There was consensus that there is huge potential that is generally positive but nuanced with respect to risk. Legal departments can mitigate risk in part by doing deals to bring generative AI behind their fire wall.
In terms of legal, generative AI can help with basic research, compiling information, formatting documents, and in some cases initial drafts. Frances noted that if you can optimize what a junior associate is doing, not only are you saving time and creating repeatable processes and consistency, but you are also changing the trajectory of that associate's career by allowing them to focus on more impactful and strategic things. More grunt work becomes just a starting point. Obviously you still have to review and fact check, but there's huge potential there.
Another obvious use is to point the tool to a specific internal curated data set. As Katie noted, you can then get answers to the "tell me what has happened when..." question.
Generative AI has been attracting more interest than is typical for a technology tool and presents an opportunity to engage. At my company we recently held a meeting where an attorney representative for each of our AI tools demonstrated how they use the tool to makes their work easier. It was truly remarkable afterwards how many people that had been resistant signed up for a license and training. We've explicitly asked people to brainstorm potential use cases for our department. In addition, each year we participate in pilots or POCs to test market tools, which gives us insight in how we can apply these tools to our work and results in these tools incorporating our needs into their product design. This ensures we'll be able to find a tool that works for us.
Legal can also provide support for the company reach alignment, on allowed use of the tool. For example, at a media company copyright is paramount, both defending our copyright and making sure we're not infringing others' copyright.
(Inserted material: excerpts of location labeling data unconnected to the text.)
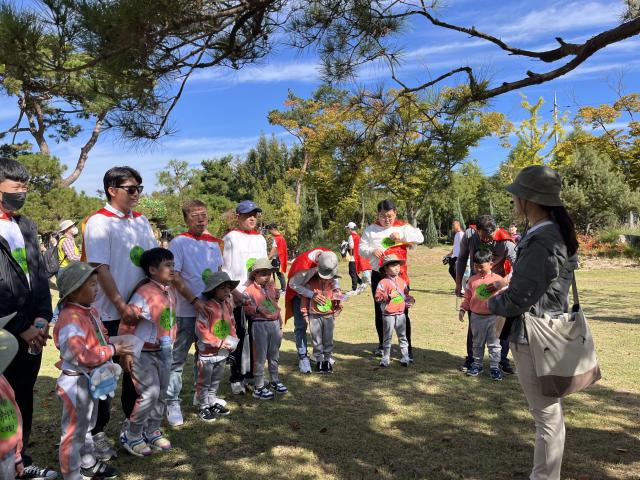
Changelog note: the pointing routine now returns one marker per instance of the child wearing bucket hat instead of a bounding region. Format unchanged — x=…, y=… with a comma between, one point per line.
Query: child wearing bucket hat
x=155, y=301
x=260, y=301
x=216, y=338
x=11, y=428
x=392, y=294
x=321, y=317
x=84, y=348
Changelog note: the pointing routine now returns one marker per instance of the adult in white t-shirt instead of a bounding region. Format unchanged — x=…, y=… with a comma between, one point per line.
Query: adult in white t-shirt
x=458, y=233
x=242, y=245
x=196, y=254
x=114, y=239
x=388, y=235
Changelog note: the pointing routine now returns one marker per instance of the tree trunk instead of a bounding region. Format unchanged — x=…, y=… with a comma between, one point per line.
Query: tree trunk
x=305, y=165
x=84, y=152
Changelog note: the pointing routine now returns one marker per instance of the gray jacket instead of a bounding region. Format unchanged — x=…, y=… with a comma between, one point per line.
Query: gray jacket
x=540, y=280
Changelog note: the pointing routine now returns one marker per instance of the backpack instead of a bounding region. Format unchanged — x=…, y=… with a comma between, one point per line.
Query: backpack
x=50, y=261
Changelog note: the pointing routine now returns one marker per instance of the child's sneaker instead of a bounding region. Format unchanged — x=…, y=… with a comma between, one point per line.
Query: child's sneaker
x=137, y=447
x=279, y=387
x=102, y=447
x=237, y=388
x=100, y=471
x=174, y=414
x=206, y=415
x=158, y=441
x=219, y=409
x=474, y=371
x=263, y=393
x=304, y=365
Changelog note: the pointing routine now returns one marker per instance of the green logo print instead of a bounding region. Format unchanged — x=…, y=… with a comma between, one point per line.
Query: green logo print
x=136, y=254
x=8, y=420
x=206, y=273
x=221, y=329
x=20, y=256
x=167, y=319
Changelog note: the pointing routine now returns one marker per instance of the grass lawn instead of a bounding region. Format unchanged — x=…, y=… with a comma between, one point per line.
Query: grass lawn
x=428, y=421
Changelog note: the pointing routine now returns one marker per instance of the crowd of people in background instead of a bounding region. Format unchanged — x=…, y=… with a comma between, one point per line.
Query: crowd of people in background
x=131, y=307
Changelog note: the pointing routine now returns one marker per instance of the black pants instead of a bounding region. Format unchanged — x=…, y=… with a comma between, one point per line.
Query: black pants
x=355, y=279
x=504, y=345
x=235, y=357
x=452, y=267
x=128, y=395
x=375, y=280
x=21, y=374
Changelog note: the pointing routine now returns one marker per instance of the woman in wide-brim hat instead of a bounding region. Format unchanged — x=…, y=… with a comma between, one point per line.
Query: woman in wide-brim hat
x=540, y=285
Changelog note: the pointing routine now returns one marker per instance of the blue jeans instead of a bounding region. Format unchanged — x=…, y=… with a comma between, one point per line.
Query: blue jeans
x=185, y=337
x=300, y=328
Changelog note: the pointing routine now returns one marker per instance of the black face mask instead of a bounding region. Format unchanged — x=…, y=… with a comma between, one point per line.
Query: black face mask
x=13, y=201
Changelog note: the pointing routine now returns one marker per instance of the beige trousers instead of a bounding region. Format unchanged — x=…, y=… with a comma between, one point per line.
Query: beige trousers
x=548, y=417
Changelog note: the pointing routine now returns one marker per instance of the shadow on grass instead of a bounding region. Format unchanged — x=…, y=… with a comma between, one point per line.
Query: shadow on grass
x=364, y=422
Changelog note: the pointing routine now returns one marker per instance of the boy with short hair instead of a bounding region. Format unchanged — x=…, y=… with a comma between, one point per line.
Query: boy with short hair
x=260, y=300
x=155, y=301
x=216, y=334
x=392, y=294
x=482, y=321
x=321, y=316
x=84, y=348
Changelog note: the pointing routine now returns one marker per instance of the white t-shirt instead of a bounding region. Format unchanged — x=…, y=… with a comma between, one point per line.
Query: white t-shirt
x=195, y=258
x=239, y=247
x=118, y=240
x=10, y=231
x=373, y=236
x=457, y=238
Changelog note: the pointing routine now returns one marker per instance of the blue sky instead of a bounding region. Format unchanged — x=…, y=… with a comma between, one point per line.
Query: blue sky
x=224, y=112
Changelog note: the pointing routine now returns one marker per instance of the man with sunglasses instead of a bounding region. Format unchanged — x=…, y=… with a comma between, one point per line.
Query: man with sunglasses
x=486, y=235
x=114, y=239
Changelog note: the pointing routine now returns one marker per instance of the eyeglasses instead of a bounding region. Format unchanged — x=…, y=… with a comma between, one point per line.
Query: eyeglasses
x=132, y=189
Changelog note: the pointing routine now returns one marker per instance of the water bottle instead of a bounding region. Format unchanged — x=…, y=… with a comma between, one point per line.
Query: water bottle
x=166, y=349
x=34, y=349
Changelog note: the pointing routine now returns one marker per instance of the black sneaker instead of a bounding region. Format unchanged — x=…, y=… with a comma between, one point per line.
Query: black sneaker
x=506, y=368
x=219, y=409
x=100, y=471
x=206, y=415
x=33, y=472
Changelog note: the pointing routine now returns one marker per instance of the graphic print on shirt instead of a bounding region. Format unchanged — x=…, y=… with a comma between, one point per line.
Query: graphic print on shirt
x=8, y=419
x=136, y=255
x=20, y=256
x=221, y=329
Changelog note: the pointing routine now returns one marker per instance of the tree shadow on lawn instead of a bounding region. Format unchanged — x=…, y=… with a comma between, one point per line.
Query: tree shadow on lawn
x=426, y=421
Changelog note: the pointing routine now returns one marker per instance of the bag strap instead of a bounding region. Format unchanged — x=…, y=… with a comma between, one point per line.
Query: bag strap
x=574, y=288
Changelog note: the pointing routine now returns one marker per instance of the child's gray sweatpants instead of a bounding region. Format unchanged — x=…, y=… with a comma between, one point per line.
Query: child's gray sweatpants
x=266, y=344
x=483, y=331
x=399, y=323
x=321, y=327
x=150, y=375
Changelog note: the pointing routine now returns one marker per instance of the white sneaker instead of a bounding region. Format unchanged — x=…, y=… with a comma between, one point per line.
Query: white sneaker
x=237, y=388
x=304, y=365
x=174, y=414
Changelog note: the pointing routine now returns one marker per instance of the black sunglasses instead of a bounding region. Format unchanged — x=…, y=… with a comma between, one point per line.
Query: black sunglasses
x=132, y=189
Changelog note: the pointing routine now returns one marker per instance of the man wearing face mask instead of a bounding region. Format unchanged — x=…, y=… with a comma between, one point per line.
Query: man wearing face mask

For this reason, our guidelines address use cases to preserve copyright.
How do you go about prioritizing projects?
We sit down with our individual clients groups annually then every two years we do a survey to prioritize. We also produce quarterly reports and invite feedback. Our survey last year resulted in 5 pillar projects. We're about that time of year where we need to collect feedback and regroup for next year. We're also about to implement a new tool where people can upvote ideas so we can be more nimble in adjusting our plans.
Frances described her legal ops group, which includes a three-person project management team. Legal Ops has strategic projects and commitments at a department and team level. Priorities are set via alignment to OKRs. They use Agile program management. To be most effective they are upfront and specific about commitments on both sides. They are also clear about what constitutes a discrete project versus a program of ongoing enhancements and maintenance.
"We are a finite resource. To use our services, the teams we are supporting need to come ready to play… We will allocate resources during the specific period, but this requires you to also allocate the time to work with us. If you can't allocate the time to work with us, then we will put it in the backlog… We have clear and transparent guidelines about what needs to be true to work with us." – Frances Pomposo
To sum up, what is the one essential "must-have" for change management?
1. An ability to listen and to reflect what the client is asking for with potential solutions.
2. Empathy and hearing people where they are. Give your client space to say "I'm frustrated, this sucks, I have a lot on my plate and you are asking me to do more." Use that to build good will to move forward.
3. Copious communication including a communication-dedicated resource.
* Except email; don't let things get lost in email. Use another tool that if needed sends a notification via email.